Amandine Solace In Sore Hands
(Fat Cat)Back in the heady days of 2005, no less an authority than Ben Bollig accurately described Amandine's This Is Where Our Hearts Collide as "a mature and accomplished debut that promises, perhaps, future brilliance."
I also enjoyed the wistful, quietly confident Americana of this Swedish quartet's first full length, although the lack of any real variety prevented me from truly taking the record to my heart. It's been gathering dust on my shelf for 18 months now and I must admit I'd pretty much forgotten it existed until Solace in Sore Hands, the band's second LP for Fat Cat, arrived in the mail last week.
Like its predecessor, Solace is a startlingly mature record. The musicianship is outstanding throughout, with banjos, violins, harmonicas and pedal steel all jostling for centre stage at one point or another, and the resulting sound is one that again lies in the Americana realm, with added tinges of folk and rockier moments too.
At times Solace recalls Sufjan Stevens (the stark, banjo-led opener Faintest of Sparks), Will Oldham (vocally on Our Nameless Will and Secrets), and Neil Young (Soldier's Hands), but this is very clearly the work of a band - as opposed to a solo artist with a talented group of hired hands - with a distinct vision, and there are less obvious influences bubbling under the surface such as Swedish folk (see the violins on Shadow of Grief) and contemporary Swedish literature (see the press release).

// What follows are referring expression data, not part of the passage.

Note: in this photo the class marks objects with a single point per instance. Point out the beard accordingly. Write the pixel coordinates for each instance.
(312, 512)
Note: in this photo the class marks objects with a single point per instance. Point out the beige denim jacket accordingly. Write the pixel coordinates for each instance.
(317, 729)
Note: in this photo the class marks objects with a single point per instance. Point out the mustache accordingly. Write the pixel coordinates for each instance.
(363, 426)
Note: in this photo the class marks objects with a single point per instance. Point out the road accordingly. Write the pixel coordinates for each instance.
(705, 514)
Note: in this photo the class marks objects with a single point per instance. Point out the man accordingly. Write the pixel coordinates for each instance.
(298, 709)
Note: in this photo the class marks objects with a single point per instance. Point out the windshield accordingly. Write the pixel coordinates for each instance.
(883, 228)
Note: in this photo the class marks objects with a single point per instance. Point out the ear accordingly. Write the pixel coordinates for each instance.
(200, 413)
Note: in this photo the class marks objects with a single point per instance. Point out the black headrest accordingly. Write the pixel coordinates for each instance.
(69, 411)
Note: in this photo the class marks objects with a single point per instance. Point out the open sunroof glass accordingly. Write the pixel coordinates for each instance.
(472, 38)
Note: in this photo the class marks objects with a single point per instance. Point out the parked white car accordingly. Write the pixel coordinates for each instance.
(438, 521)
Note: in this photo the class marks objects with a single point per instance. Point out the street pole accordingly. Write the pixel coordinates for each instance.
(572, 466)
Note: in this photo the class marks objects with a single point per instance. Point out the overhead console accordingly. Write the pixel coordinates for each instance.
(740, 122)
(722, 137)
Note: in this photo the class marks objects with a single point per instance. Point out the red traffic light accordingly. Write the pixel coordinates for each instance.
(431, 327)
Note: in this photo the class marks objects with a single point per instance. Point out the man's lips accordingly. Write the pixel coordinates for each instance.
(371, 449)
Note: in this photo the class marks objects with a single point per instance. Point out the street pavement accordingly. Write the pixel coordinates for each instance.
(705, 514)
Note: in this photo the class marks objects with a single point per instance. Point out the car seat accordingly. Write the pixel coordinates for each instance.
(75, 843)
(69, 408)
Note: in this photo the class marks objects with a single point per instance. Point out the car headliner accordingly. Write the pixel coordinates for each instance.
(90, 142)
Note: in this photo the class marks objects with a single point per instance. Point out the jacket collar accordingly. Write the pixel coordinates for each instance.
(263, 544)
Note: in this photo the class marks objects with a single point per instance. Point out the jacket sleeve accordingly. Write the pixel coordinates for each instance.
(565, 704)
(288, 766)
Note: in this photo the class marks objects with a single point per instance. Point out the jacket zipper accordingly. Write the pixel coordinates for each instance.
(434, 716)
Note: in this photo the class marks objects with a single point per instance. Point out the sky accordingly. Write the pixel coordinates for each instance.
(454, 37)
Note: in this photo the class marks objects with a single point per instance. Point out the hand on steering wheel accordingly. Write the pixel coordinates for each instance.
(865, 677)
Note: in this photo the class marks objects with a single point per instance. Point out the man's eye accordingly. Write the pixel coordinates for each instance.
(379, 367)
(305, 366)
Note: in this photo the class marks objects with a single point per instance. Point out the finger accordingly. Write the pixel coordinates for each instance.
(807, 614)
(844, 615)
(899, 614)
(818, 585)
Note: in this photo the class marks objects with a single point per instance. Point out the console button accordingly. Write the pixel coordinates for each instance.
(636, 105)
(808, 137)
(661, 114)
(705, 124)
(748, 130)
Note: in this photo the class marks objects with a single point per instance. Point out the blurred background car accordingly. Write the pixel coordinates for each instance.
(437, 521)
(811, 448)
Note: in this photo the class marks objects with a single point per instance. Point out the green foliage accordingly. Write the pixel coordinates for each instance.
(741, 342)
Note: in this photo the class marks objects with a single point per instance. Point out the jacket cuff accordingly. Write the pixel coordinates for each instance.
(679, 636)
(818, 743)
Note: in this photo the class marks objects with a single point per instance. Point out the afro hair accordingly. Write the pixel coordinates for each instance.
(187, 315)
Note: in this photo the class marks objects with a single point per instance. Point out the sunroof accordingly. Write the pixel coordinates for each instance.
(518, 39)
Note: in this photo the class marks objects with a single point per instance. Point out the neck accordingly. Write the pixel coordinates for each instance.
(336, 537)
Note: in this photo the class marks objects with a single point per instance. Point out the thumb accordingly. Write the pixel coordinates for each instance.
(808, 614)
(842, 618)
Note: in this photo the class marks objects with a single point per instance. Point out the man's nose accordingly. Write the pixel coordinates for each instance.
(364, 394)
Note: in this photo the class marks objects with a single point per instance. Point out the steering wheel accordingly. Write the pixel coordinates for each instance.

If there is one problem with Solace, it's the way the record suffers when listened to as a whole, particularly in initial sittings. Pick any one of these eleven songs out at random and you'll be impressed; listen to them consecutively and you'll find your mind invariably wandering off somewhere in the middle. For me, the sequencing is to blame here. The album is lacking an identifiable centrepiece and its most likely candidate - the powerful and immediate Chores of the Heart - is rushed into action as the second track instead. But this is a minor gripe, which those who persist with Solace will eventually overcome.
These talented Swedes are yet to achieve the brilliance that Ben talked of, but the consistently interesting Solace in Sore Hands certainly sees them moving in the right direction.